In the world of boys, Mishima contends, the highest principle in the world is the test of heroism: to climb higher, to run faster, to prove one’s physical and mental bravery. The most undeveloped aspect of such a competitive spirit remains even in adulthood, and although women are different in their love of physically strong men, and many women do not value strength to such a degree, most men without muscles envy men who are physically strong. This is no longer a question of merely being popular among women or not, but a remnant of the fierce competition for secondary sexual characteristics in the world of boys, and a lingering vestige of the near-extinct heroic type.
The pointlessness of the heroic struggle in the male world, even for muscular physique, still seems ridiculous to many modern women. The competition between women regarding appearance is vaguely similar to this, but modern women tend to decry any display of vanity, at least in public. This explains the popularity of designer sweatpants and nude lipstick, which are worn with the intention of impressing other women, rather than to appeal to men. This also explains the great number of overweight fashion models and pop singers. It is other women whose respect they seek, and in seeking this catty sort of respect, they often unflatteringly alter their appearances.
Let us return to the words of Mishima’s anonymous Tokyo housewife.
“Men are stupid, simple, good-natured and, in short, children.”
This is the conclusion of those who proclaim their superior empathy and emotional intelligence, the modern woman’s substitute for physical vanity.
“But, wait a moment,” Mishima says. The competition for women’s appearances is solely a matter of the physical, but the heroics of men immediately pass through the physical realm and extend into the spiritual and metaphysical world.
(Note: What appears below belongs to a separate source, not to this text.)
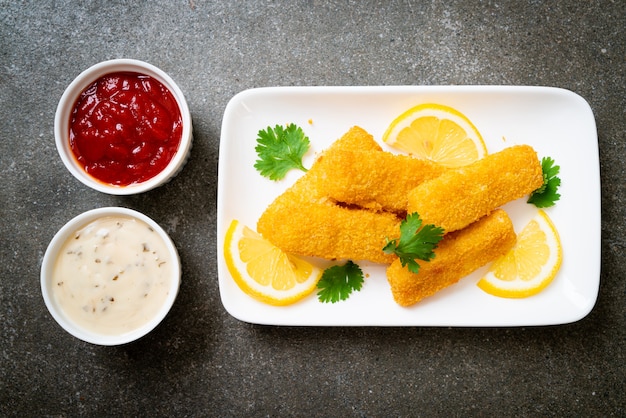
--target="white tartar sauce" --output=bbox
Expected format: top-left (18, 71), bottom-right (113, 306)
top-left (52, 216), bottom-right (173, 335)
Although their basic motives are in essence childish, they reach the giants of the world of politics and economies, of philosophical thought and art, conquests, and war. In other words, a man’s feet can lose ground more easily than a woman’s. This is the privilege of men, as well as the source of all honor, Mishima writes. And this is something that should never be disparaged or discarded, regardless of the best attempts of modern progressives to destroy masculinity.